In the 1950s, Alfa Romeo Giulietta won the 1957 Tour de Corse and the 1958 1000 Lakes Rally, as well as the Alpine Rally in 1956 and 1958. The victories in Alpine Rally were replicated in 1963 (Alfa Romeo Giulietta SZ), 1964 (Alfa Romeo Giulia TZ), 1966 (Alfa Romeo GTA) under the management of the racing department Autodelta, making Alfa Romeo the most successful car maker in this competition.

Racing versions of the Alfetta GT and GTV were built by Autodelta in the 1970s, initially with an aspirated engine from the earlier GTA, for homologation under FIA Group 2. In this form, they were rallied with moderate success in 1975, winning the Elba and Costa Brava rallies overall, as well as winning the Group 2 category in the Tour de Corse. In 1980, the Alfetta GTV Turbodelta was already homologated in FIA Group 4, since the required number
of production cars had been built. A racing version campaigned in rallies, but once more the effort was abandoned after a single season, despite scoring a win at the Danube Rally.

In 1986, Alfa Romeo GTV6 was one of the fastest Group A rally cars. However, FIA reclassified it as a Group B car at the end of 1986, changing it from a winning car to a car that was much less competitive. The GTV6 placed 3rd in 1986 Tour de Corse. In 1987, with Greg Carrbehind the wheel, the GTV6 was the last rear-wheel drive car to win the Australian Rally Championship.

Sportscars

On March 6, 1963, Alfa Romeo's racing department Autodelta was established to run Alfa Romeo's sportscar programme, directed by ex-Alfa Romeo and Ferrari engineer Carlo Chiti. Competing with the Alfa Romeo TZ, the team began to collect some remarkable wins in its 1.6 category, including in the 1964 Coppa F.I.S.A., the 1964 12 Hours of Sebring, the 48th Targa Florio, the 1964 Nürburgring 1000 km, and the 1964 24 Hours of Le Mans.

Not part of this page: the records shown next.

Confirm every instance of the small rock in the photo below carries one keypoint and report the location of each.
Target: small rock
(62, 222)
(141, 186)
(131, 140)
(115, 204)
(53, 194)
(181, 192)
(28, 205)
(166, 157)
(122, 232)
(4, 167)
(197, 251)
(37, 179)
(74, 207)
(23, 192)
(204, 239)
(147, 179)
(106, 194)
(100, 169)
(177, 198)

In 1967, Carlo Chiti and the Audodelta team designed a new 90-degree V8 engine for their Alfa Romeo Tipo 33 sportscar and ultimately a flat-12 engine for the Alfa Romeo 33TT12. These cars were raced in the World Sportscar Championship from 1967 to 1977, winning the World Championship for Makes in 1975 with the 33TT12 and the World Championship for Sports Cars in 1977 with the Alfa Romeo 33SC12. The company developed a Group C prototype in the early 1990s, codenamed the SE 048SP, but this never raced.

Touring cars
Starting from the 1960s, Alfa Romeo has won many touring car titles. The Alfa Romeo GTA won the European Touring Car Championship (ETCC) in 1966, 1967 and 1969. The later Alfa Romeo GTAm won further ETCC titles in 1970, 1971 and 1972. Among other victories, the GTA won the inaugural Sports Car Club of America's Under 2 Liter Trans-Am championship in 1966 with Horst Kwech and Gaston Andrey at the wheel. repeating the feat in the 1970 season. The Alfa Romeo Alfetta GTV6 won four consecutive European Touring Car Championship titles between 1982 and 1985. The British Touring Car Championship was won in 1983 by Andy Rouse driving an Alfetta GTV6 and again in 1994 by Gabriele Tarquini with an Alfa Romeo 155.

In 1993, the Deutsche Tourenwagen Meisterschaft (DTM) series was won by Nicola Larini with an Alfa Romeo 155 V6 Ti, also achieving the all-time record wins of championship races in a season (11). The successor of the 155, the Alfa Romeo 156 won the European Touring Car Championship four times in a row from 2000 to 2003, with Fabrizio Giovanardi and Gabriele Tarquini.

From 2007 to 2009, Alfa Romeo's cars (159 and 147) won in Eco Diesel categories (Class G and H) of the Bathurst 12 Hour race on three consecutive occasions.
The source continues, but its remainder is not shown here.